Joshua Méndez, Georgia Institute of Technology. In volcanic plumes, ash particles readily charge via triboelectric processes. Perhaps the most dramatic consequence of ash electrification are the brilliant displays of lighting that often accompany volcanic eruptions. The charging behavior of a plume is related to the physical, chemical, and dynamic properties of the granular material, implying that electromagnetic signals generated by plumes likely retain information about the opaque interior dynamics of the volcanic clouds themselves. In other words, the electrostatic nature of plumes can be used to remotely monitor eruptions.

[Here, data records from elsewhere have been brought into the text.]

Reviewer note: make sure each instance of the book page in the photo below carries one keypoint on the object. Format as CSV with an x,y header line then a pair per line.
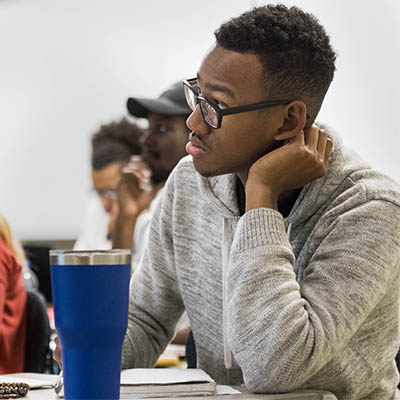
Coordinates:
x,y
160,376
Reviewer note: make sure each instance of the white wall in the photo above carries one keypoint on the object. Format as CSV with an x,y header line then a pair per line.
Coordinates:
x,y
67,66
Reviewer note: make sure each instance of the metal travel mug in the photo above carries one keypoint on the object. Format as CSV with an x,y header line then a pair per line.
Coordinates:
x,y
90,298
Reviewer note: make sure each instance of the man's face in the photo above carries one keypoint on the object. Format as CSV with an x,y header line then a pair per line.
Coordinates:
x,y
105,183
163,144
232,79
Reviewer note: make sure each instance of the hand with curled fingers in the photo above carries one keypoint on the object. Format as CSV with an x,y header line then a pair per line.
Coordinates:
x,y
298,162
135,190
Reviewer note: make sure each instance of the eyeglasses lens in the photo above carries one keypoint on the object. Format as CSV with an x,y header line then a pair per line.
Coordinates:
x,y
190,97
209,113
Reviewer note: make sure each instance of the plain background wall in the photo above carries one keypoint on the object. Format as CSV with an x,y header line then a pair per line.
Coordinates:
x,y
68,66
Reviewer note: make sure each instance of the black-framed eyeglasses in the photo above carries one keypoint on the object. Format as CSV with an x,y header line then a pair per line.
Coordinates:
x,y
212,113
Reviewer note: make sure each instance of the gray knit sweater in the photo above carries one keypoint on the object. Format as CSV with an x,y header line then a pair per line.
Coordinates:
x,y
309,301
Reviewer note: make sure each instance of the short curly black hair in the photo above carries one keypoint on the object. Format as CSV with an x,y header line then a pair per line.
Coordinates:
x,y
115,142
294,49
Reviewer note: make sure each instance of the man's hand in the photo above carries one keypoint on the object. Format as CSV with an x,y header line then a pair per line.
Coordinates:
x,y
298,162
135,191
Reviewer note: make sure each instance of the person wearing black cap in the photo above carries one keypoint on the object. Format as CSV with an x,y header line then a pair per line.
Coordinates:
x,y
163,145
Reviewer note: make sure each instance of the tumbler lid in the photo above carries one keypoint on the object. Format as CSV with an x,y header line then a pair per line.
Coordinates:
x,y
90,257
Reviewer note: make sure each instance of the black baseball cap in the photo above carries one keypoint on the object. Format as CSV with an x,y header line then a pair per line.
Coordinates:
x,y
171,102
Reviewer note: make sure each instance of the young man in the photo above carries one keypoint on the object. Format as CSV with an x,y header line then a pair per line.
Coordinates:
x,y
282,246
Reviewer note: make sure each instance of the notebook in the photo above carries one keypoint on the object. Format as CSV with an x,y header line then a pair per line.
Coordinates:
x,y
160,382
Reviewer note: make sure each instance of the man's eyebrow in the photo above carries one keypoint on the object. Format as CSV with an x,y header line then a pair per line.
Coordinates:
x,y
217,88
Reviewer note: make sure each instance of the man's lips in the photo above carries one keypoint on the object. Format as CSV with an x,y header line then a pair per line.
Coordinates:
x,y
195,146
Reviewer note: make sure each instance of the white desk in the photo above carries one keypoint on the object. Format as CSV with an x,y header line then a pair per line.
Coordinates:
x,y
48,394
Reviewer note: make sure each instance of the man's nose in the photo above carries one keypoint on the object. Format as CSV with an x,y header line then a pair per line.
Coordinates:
x,y
195,121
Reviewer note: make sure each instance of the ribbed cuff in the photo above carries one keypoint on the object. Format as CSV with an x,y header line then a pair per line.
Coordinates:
x,y
261,227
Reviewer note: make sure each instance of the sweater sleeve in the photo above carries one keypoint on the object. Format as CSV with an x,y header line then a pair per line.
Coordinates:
x,y
155,302
282,332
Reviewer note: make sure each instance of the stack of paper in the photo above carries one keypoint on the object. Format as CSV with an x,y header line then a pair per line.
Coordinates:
x,y
160,382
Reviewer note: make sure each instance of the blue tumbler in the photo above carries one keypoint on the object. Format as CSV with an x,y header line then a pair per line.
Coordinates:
x,y
90,297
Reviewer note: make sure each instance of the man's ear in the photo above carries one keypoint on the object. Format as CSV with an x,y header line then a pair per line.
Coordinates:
x,y
295,119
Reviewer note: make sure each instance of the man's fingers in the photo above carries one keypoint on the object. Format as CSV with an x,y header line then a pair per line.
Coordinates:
x,y
328,150
321,145
311,137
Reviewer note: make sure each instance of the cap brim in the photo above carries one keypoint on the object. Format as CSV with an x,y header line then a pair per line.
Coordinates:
x,y
140,107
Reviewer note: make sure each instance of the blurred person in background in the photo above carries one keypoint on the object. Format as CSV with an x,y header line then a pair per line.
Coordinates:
x,y
140,189
112,146
12,302
163,145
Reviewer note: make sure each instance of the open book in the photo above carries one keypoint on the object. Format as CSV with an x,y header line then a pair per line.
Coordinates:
x,y
160,382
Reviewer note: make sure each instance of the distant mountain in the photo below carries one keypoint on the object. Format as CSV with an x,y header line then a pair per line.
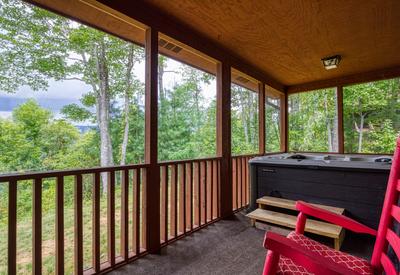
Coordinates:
x,y
7,104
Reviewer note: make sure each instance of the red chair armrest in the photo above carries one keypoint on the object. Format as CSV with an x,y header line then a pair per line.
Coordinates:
x,y
312,261
334,218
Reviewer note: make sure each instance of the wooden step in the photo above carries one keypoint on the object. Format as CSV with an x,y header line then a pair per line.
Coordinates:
x,y
312,226
290,204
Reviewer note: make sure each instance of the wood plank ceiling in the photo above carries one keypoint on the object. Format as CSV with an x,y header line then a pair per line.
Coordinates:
x,y
287,39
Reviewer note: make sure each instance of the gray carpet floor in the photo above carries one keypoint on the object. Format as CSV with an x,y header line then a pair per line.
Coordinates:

To interpret sensed field data, the research team has developed a high-resolution volcanic plume model that links the microphysical charging processes of ash to the evolution of electric fields and lightning generation.
Larissa Reames, the University of Oklahoma. The goal of this study is to quantify the relative importance of environmental changes due to alterations in surface roughness, thermal characteristics and their interaction within urbanized areas on thunderstorm dynamics. For this study, the Advanced Research Weather Research and Forecasting model will be used with urban areas inserted or removed from the simulations as needed. The effects of different city sizes and shapes on boundary layer and supercell storm characteristics will be explored first. This will be followed by sensitivity tests and factor separation to determine whether the dynamic or thermodynamic effects associated with the urban area yield larger changes in the simulated supercell storms.
Sam Totorica, Stanford. Using the state-of-the-art, massively parallel particle-in-cell code OSIRIS, Totorica will perform ab initio simulations of magnetic reconnection in laboratory laser-driven plasmas. Employing heterogeneous programming, he will implement a novel force calculation algorithm in OSIRIS through a multidisciplinary approach involving aspects of dark matter simulations, applied math, and computational geometry. The new algorithm will allow him to model realistic experimental systems while still resolving microscale physics, enabling an unprecedented investigation of the interplay between the different scales and physics regimes. These simulations will be used to guide laboratory astrophysics experimental programs, and shed light on cosmic ray acceleration.